No one ever likes to open their mail to a letter from the IRS. I'm not an exception (especially when I know there is not going to be a check!). So, you can imagine my surprise when I found a letter, addressed to me, this afternoon.
Upon opening the letter, I find that they believe our taxes werent filed for 2008. Being the person I am, even though Peter wanted to call tomorrow, I called tonight, waded through the automated prompts, and sat down at the kitchen table to be helped in "4 to 7 minutes".
When the person came on the line, she asked me to verify socials, birthdays, names, and addresses, and then, just to make sure I really am who I am, she needed to ask me some questions about my return. She asked, I answered, and then... THE question.
"How many people were claimed on your 2008 return?"
I felt my breath catch in my throat. I couldnt breathe. As Bobby and Maya giggled in the background while Peter played with them in the living room, I felt my entire heart collapse in my chest. "I don't know..." I managed.
"Just the total," she said politely.
I must have stammered for a few moments before I finally was able to say, "That's a difficult question. I actually don't know. My husband and I lost three children that year." And I began to cry. "I don't know if we filed for 5 or for 2."
Immediately, I heard an intake of breath and she told me that she was sorry. And she apologized for asking a question that was completely related to her task. I felt bad she needed to apologize. And grateful. She asked if I needed some time and, as I tried to breathe and not openly sob into the phone, we were able to ascertain the problem (we filed online and there was an issue with the pin number so they rejected the return and now we have to file it in paper because- get this- the IRS doesnt tell you if your forms are rejected! I'm sure when my pissed offness sets in, I'll blog about this, but for right now...).
I'm stunned. I thought that I had worked through, on some level, my pain. I talk about the children all the time and don't cry. I remember them and hold their hats and their box, and can do so without sobbing. And yet... That innocent question... God, it brought so much to the surface. So much.... So much hurt. So much. Loss. Pure, unadulterated loss.
Three children. Here. And then. NOT here. Gone. My world empty. Five? Or two? Missed from a census, recorded forever on an IRS tax form. The only record of them. Rejected.
Perhaps this wouldnt have hurt so much had it not been July 1st. at 7:45pm. 29 months to the moment that I delivered Nicholas in our lime green, downstairs bathroom. 29 months to the moment that I held his perfect, warm little body as he wiggled and kicked and struggled to live.
29 months to the moment that I became a mother in the most fullness of the word (because I believe you are indeed a parent the moment your child is conceived). 29 months since my world fell apart as it came together.
29 months.

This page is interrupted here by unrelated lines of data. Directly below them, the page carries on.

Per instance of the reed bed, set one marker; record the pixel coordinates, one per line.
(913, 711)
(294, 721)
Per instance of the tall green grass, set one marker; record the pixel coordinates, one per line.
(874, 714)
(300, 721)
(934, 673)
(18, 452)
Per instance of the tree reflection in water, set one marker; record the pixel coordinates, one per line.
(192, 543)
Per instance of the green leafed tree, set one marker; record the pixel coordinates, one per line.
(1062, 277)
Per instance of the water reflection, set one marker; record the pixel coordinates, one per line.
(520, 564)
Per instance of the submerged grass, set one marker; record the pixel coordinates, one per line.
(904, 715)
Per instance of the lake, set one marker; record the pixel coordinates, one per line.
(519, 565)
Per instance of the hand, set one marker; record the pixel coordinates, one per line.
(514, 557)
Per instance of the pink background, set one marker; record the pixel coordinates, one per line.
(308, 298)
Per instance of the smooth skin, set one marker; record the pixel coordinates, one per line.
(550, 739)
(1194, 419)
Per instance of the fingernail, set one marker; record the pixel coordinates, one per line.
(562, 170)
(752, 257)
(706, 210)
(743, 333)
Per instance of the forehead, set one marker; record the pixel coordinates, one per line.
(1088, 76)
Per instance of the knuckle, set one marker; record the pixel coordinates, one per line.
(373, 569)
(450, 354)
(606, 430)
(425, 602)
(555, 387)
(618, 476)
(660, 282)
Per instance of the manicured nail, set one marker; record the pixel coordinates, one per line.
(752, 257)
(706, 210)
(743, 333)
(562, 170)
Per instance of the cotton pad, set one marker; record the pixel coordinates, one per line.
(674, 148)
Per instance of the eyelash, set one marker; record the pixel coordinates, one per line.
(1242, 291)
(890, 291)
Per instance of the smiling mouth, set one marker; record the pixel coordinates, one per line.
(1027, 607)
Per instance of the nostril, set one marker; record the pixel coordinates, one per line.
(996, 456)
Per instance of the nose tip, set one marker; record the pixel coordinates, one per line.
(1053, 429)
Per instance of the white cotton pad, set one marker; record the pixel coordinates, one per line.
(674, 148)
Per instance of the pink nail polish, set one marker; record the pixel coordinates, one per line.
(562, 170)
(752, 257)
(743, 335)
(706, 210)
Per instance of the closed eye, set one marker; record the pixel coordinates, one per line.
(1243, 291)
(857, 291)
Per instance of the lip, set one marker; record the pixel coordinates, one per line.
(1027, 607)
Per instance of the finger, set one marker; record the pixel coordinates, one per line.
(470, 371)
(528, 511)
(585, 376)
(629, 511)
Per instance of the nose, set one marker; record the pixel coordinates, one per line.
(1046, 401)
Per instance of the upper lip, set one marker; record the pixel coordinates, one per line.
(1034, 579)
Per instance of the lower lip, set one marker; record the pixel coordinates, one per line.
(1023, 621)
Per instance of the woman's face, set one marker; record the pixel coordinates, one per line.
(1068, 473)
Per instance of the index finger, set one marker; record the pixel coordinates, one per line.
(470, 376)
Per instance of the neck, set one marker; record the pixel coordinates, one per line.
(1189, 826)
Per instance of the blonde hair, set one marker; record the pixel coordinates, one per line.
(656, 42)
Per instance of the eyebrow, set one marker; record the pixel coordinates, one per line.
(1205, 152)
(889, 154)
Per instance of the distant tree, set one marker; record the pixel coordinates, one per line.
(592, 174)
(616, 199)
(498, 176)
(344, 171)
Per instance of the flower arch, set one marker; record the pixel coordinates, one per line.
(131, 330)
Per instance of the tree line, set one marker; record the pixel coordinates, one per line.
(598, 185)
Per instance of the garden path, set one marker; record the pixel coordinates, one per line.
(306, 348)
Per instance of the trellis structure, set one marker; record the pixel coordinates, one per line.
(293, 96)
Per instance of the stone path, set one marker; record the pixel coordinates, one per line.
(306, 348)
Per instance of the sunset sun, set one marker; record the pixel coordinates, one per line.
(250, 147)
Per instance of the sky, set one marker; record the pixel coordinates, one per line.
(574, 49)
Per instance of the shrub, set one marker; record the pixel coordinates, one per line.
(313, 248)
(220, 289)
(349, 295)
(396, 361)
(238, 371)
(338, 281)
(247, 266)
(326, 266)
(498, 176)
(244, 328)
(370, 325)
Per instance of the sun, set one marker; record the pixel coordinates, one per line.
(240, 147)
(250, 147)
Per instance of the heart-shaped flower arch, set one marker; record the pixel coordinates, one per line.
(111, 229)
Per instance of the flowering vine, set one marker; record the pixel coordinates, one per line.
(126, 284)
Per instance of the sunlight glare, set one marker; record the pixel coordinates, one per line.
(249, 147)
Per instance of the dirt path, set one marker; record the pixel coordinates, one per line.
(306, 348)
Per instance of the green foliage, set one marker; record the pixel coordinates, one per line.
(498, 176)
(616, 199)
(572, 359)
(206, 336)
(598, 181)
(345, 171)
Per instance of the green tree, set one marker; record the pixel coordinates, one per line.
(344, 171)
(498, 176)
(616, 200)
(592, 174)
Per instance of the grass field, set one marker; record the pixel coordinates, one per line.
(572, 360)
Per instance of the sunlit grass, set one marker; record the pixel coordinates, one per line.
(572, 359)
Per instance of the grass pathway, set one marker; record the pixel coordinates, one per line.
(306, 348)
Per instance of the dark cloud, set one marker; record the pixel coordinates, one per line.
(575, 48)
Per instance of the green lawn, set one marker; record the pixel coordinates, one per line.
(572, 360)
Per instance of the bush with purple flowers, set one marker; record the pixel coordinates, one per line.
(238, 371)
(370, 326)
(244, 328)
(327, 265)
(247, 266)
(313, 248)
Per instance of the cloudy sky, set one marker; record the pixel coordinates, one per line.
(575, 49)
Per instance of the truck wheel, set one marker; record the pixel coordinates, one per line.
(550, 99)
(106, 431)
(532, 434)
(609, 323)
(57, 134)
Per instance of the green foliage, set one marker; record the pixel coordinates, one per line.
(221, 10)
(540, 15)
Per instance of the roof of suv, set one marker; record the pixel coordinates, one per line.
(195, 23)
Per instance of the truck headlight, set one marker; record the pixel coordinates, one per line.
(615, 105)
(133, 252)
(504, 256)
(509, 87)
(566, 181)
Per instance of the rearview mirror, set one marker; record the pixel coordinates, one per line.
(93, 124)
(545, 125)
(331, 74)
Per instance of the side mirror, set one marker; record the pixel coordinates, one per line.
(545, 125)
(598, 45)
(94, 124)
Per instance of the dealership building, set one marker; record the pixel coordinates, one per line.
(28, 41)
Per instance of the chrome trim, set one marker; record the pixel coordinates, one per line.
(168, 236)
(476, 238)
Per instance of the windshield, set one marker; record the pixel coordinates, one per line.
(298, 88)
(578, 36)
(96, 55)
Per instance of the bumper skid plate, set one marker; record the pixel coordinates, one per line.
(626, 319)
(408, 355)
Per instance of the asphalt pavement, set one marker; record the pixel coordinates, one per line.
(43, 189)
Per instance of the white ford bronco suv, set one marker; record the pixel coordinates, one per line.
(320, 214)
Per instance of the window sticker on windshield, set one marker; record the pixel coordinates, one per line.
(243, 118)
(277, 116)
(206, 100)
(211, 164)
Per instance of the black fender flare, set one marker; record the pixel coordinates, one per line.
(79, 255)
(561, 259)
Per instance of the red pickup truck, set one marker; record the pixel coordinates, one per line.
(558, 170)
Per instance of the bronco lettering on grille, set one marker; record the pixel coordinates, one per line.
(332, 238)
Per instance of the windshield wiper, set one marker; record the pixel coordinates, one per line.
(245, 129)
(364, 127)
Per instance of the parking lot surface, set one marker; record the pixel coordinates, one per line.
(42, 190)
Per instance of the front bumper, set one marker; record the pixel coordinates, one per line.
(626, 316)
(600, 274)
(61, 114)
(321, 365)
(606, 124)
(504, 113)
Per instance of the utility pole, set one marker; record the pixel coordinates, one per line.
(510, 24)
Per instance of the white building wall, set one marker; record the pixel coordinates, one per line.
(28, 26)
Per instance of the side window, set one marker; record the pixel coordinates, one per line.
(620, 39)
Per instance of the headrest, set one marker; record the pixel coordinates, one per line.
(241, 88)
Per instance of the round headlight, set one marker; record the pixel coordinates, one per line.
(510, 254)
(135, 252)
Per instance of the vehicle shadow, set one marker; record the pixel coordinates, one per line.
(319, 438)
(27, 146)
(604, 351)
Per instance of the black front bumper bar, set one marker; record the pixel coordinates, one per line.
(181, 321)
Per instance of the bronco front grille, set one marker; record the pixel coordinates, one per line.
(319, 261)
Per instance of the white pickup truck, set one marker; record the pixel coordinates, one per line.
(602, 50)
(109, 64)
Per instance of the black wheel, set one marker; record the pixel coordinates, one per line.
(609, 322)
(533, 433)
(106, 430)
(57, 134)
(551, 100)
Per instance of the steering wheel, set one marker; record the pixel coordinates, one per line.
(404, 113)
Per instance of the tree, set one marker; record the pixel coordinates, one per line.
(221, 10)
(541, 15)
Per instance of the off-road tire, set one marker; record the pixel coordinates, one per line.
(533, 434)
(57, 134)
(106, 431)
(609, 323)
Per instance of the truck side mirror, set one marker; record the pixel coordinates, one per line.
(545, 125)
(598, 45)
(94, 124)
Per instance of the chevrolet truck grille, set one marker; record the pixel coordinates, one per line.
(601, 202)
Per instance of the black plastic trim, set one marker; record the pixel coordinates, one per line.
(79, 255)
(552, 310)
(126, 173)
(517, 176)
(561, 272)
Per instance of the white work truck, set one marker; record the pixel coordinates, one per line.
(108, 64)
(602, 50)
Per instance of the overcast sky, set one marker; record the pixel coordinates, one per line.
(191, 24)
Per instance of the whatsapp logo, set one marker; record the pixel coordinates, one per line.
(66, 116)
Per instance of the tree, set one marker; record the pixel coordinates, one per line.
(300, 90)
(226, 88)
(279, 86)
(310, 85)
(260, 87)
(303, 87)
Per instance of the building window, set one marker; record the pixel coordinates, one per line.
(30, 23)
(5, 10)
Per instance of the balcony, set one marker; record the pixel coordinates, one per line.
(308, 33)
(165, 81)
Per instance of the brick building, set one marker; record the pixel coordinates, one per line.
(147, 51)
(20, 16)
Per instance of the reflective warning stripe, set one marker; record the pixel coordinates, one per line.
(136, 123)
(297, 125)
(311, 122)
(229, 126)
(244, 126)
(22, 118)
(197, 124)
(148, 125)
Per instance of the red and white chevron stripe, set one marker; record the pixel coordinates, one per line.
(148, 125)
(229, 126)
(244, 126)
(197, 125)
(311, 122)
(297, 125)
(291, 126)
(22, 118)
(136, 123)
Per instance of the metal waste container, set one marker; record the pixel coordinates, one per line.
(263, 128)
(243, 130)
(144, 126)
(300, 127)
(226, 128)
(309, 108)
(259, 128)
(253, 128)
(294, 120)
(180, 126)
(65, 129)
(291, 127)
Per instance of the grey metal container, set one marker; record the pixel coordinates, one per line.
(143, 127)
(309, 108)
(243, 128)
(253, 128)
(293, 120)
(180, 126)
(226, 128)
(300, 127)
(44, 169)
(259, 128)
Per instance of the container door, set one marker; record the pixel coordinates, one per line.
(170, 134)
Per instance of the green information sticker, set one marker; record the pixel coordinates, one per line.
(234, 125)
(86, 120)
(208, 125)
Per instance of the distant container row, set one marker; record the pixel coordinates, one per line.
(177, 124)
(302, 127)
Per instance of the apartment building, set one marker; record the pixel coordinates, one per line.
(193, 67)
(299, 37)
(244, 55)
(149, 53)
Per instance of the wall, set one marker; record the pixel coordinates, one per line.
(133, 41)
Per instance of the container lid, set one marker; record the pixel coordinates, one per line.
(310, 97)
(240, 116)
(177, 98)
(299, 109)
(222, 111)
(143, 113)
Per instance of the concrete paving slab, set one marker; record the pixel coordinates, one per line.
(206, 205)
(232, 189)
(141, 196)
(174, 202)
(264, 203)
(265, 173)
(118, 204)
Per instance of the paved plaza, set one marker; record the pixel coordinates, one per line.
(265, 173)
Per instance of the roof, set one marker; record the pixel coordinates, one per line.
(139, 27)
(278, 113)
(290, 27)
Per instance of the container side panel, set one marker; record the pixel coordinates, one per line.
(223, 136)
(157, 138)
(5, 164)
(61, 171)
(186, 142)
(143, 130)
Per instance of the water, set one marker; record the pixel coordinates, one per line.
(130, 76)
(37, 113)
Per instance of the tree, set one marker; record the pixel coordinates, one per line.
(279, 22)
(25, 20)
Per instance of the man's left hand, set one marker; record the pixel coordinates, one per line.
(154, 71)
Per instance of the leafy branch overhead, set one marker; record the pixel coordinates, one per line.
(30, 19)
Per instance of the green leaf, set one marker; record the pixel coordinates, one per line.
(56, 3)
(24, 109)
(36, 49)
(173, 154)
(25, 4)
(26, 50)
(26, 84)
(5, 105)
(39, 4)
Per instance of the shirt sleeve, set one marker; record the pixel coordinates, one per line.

So short. So long. A lifetime.
29 months since my sweet, first born son, my husband's namesake, entered this world, and graced it with his beauty and his life for 55 sweet minutes.
And my soul, balmed by the lives and love of Bobby and Maya, was ripped apart for this stranger, who asked, so kindly, if I needed a moment.
I need a lifetime, I think.
And, truly, I'm not sure that even that long would be enough.